Bateu de porta em porta e de instituição em instituição, vindo a interessar-se pelos rapazes famintos de pão e de amor. As colónias de Férias ou de Campo do Gaiato da Rua ou da Baixa de Coimbra, em S. Pedro d´Alva e a seguir a sua grande obra, as "Casas do Gaiato", com a compra do edifício e terreno no concelho de Miranda do Corvo, por quarenta mil escudos, foi a sementeira para construir futuros, ou seja, somaram mais um marco na sua entrega aos pobres. Buscando o poema de Miguel Torga "Todo o semeador / semeia contra o presente / Semeia como um vidente / a seara do futuro / sem saber se o chão é duro / e lhe recebe a semente", vemos que Padre Américo foi um semeador de esperança, lançando a semente na "terra" dura, esperando, com esperança, colher os frutos.

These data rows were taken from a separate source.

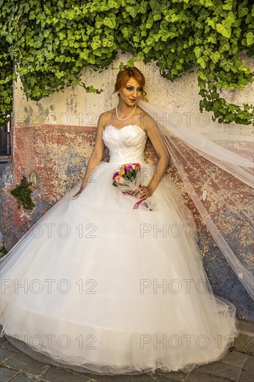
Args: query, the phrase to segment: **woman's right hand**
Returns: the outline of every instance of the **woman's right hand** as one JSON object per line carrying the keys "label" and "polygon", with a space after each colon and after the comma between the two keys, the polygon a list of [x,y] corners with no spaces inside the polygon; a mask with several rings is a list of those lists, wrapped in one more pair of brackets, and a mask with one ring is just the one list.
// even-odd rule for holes
{"label": "woman's right hand", "polygon": [[72,199],[78,199],[79,197],[79,195],[81,194],[82,191],[80,190],[78,192],[75,194],[74,197],[72,197]]}

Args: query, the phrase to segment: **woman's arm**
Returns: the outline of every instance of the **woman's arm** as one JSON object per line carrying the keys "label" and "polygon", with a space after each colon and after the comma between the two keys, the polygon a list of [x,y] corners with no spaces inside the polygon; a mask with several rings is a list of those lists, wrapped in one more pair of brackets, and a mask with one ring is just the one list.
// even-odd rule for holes
{"label": "woman's arm", "polygon": [[94,171],[94,167],[101,162],[104,150],[104,142],[102,139],[102,133],[105,126],[105,114],[101,114],[98,120],[98,130],[94,147],[92,155],[88,160],[87,166],[85,173],[85,177],[79,191],[73,197],[79,195],[85,188],[89,177]]}
{"label": "woman's arm", "polygon": [[149,184],[147,187],[141,186],[139,188],[139,197],[144,197],[144,194],[146,197],[150,197],[153,194],[156,187],[162,180],[163,175],[166,172],[167,167],[169,165],[170,159],[167,151],[166,151],[166,149],[164,148],[158,134],[154,119],[152,117],[149,118],[148,120],[146,120],[144,123],[144,127],[153,146],[154,149],[156,151],[157,155],[159,157],[159,161]]}

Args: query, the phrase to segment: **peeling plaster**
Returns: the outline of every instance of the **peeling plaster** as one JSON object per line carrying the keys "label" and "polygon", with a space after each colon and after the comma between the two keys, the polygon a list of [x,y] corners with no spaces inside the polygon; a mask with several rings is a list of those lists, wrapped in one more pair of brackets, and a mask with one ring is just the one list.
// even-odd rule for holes
{"label": "peeling plaster", "polygon": [[[82,81],[94,88],[103,88],[101,94],[86,93],[81,86],[72,85],[63,92],[55,93],[38,102],[27,101],[21,90],[19,80],[14,90],[14,126],[12,133],[12,160],[6,166],[1,186],[1,204],[4,209],[1,212],[1,227],[7,249],[11,248],[27,230],[34,224],[67,192],[82,181],[87,160],[92,151],[96,135],[96,125],[99,115],[105,110],[115,107],[117,96],[113,94],[114,83],[121,61],[126,61],[130,55],[119,55],[107,69],[101,72],[91,68],[84,68],[81,73]],[[246,58],[246,63],[248,61]],[[247,65],[251,65],[248,61]],[[162,108],[170,108],[183,117],[183,113],[192,113],[199,121],[194,128],[208,138],[211,130],[204,126],[204,118],[211,120],[211,115],[201,115],[198,103],[198,88],[195,71],[189,73],[173,83],[160,76],[158,68],[154,63],[137,65],[144,74],[146,79],[146,91],[149,101]],[[183,97],[185,94],[185,97]],[[187,97],[186,94],[191,94]],[[223,91],[229,101],[251,102],[254,103],[254,84],[248,85],[244,92]],[[230,124],[233,140],[224,141],[225,126],[214,124],[212,127],[218,132],[218,142],[223,144],[235,152],[244,147],[246,158],[252,156],[250,144],[253,144],[251,128],[249,126],[235,126]],[[243,139],[249,131],[249,138]],[[223,143],[224,142],[224,143]],[[156,154],[148,141],[146,160],[149,163],[158,160]],[[106,149],[103,158],[108,160]],[[203,161],[205,169],[205,160]],[[218,169],[214,169],[212,177],[217,179]],[[23,174],[33,178],[37,188],[33,189],[32,197],[35,204],[33,211],[18,210],[15,199],[10,194],[10,190],[19,183]],[[221,205],[219,197],[215,199],[209,191],[211,174],[195,174],[189,167],[189,176],[196,179],[197,183],[207,190],[208,204],[215,213],[223,208],[224,219],[221,222],[228,235],[235,238],[235,247],[241,248],[241,260],[251,270],[253,254],[251,252],[250,233],[246,229],[241,232],[232,224],[232,213]],[[253,321],[253,312],[250,297],[241,283],[232,271],[212,239],[203,224],[198,213],[176,172],[173,164],[167,170],[167,176],[181,192],[186,204],[191,208],[195,218],[198,234],[198,244],[203,264],[214,293],[232,301],[237,309],[240,318]],[[234,182],[228,174],[227,182],[234,187]],[[200,196],[202,198],[202,195]],[[241,198],[249,200],[246,213],[252,213],[251,195],[248,188],[242,188],[239,195],[235,195],[236,203]]]}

Multiplicou as obras do gaiato, pelo País, Açores e África, utilizando na fundação o princípio que permanece: "dar às crianças o alimento (pão) como pretexto para educar para a vida", uma obra de rapazes, para rapazes e pelos rapazes, para formar homens de bem, honestos, trabalhadores, chefes de família, respeitados pela sociedade.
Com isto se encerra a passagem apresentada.